“People don’t change.”

 Harvard psychologist Howard Gardner:

While your IQ, which is sort of language logic, will get you behind the desk, if you don’t know how to deal with people, if you don’t know how to read yourself, you’re going to end up just staying at that desk forever or eventually being asked to make room for somebody who does have social or emotional intelligence.”

I lost my mojo three years ago, if I ever had it.

I lost my charm.

I lost my luck.

I lost my intuition.

I lost my instinct.

I no longer smile.

I only see my defects.

I am no longer photogenic.

I have endured my body falling apart twice – and I am having trouble healing.

I am now a triumph of

  1. anxiety
  2. unease
  3. fear
  4. disquiet,

a conquest of

  1. denial
  2. rejection
  3. dismissal
  4. elimination.

I don’t know how to talk to people now.

I don’t know what to say.

No one talks to me, and if I speak – I say it wrong.
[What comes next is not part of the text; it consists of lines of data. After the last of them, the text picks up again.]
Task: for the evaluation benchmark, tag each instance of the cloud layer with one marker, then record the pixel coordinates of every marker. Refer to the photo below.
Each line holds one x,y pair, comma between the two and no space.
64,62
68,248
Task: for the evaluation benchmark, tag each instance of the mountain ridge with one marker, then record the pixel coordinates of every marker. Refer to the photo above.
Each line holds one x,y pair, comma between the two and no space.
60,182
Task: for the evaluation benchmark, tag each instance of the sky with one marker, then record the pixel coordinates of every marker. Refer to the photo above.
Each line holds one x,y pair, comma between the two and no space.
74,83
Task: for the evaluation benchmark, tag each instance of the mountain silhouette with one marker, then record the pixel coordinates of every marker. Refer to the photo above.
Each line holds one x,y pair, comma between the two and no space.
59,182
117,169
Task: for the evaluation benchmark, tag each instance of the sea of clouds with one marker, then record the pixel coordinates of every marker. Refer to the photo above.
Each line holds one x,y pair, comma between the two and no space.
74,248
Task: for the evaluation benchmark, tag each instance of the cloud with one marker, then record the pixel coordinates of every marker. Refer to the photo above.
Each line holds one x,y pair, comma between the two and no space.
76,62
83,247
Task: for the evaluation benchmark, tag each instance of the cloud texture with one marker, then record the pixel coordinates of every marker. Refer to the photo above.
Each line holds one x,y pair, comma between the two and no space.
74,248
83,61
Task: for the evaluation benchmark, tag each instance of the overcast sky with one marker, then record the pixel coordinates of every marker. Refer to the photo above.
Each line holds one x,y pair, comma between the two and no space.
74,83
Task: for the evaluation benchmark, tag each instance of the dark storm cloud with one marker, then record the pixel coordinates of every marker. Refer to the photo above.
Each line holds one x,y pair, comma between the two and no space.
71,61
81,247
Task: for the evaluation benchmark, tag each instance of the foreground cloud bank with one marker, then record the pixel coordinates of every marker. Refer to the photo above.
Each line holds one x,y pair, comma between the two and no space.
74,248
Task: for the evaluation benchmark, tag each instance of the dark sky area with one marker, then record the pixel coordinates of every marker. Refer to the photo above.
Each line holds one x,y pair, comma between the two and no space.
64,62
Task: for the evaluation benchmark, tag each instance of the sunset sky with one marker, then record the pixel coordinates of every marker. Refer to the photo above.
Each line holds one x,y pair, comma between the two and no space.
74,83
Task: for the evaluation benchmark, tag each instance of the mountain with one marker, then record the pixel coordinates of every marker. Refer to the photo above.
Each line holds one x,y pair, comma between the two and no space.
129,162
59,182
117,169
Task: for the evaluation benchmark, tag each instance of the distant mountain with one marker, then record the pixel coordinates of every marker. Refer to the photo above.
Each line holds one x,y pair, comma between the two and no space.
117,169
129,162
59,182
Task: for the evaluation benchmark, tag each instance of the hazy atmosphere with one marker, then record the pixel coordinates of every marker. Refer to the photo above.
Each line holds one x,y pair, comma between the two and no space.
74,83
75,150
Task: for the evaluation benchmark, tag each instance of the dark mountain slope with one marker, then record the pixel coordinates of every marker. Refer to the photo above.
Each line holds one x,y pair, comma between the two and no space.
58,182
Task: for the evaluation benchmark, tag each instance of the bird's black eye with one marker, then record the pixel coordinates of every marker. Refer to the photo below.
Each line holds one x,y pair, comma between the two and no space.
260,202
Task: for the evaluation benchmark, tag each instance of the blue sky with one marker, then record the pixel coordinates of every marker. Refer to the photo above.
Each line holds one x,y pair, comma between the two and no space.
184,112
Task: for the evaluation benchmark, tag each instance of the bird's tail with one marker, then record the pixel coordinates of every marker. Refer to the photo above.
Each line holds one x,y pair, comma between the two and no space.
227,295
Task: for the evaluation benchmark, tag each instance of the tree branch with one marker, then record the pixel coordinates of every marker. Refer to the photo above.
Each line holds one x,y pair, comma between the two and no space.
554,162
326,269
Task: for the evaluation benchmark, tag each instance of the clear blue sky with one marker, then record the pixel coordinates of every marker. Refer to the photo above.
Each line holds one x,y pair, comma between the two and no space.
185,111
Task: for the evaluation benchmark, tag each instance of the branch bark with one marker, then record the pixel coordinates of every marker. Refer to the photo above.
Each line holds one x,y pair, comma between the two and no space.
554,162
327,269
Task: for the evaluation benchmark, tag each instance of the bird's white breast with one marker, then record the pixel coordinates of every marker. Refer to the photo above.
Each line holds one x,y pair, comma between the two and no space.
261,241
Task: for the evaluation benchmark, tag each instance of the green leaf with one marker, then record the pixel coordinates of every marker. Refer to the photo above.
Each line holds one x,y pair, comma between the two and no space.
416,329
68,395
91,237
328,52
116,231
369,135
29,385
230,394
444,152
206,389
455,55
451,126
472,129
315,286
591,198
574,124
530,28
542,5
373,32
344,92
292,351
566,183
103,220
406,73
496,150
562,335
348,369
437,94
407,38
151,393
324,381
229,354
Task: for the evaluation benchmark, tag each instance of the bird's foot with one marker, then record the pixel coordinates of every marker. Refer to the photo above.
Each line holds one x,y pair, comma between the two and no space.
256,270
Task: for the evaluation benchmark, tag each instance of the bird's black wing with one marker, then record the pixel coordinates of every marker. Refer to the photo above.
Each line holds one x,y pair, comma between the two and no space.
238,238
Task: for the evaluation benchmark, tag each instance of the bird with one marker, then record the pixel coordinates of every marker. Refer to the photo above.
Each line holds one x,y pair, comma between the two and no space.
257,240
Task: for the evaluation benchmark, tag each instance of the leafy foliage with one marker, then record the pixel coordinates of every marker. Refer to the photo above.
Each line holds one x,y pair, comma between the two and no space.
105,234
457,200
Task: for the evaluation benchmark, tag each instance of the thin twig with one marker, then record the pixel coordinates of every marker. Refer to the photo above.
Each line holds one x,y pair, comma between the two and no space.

I am a victory of retard pariah social death, and I will go no further and farther unless I learn the basics.

I will not get a date.

I will not have friends.

I will not get a job.

I will continue to have bullshit power, no money, no love, and scarce recognition.

I am a failure.

I will lose.

I have no faith.

I have no hope.

I have no confidence.

I have no fight.

I am no longer human.

I am just a shell whose heart and brain won’t just shut down.

And I have no answers.

And no one cares.

I am oblivion.

God, please let me not wake up tomorrow.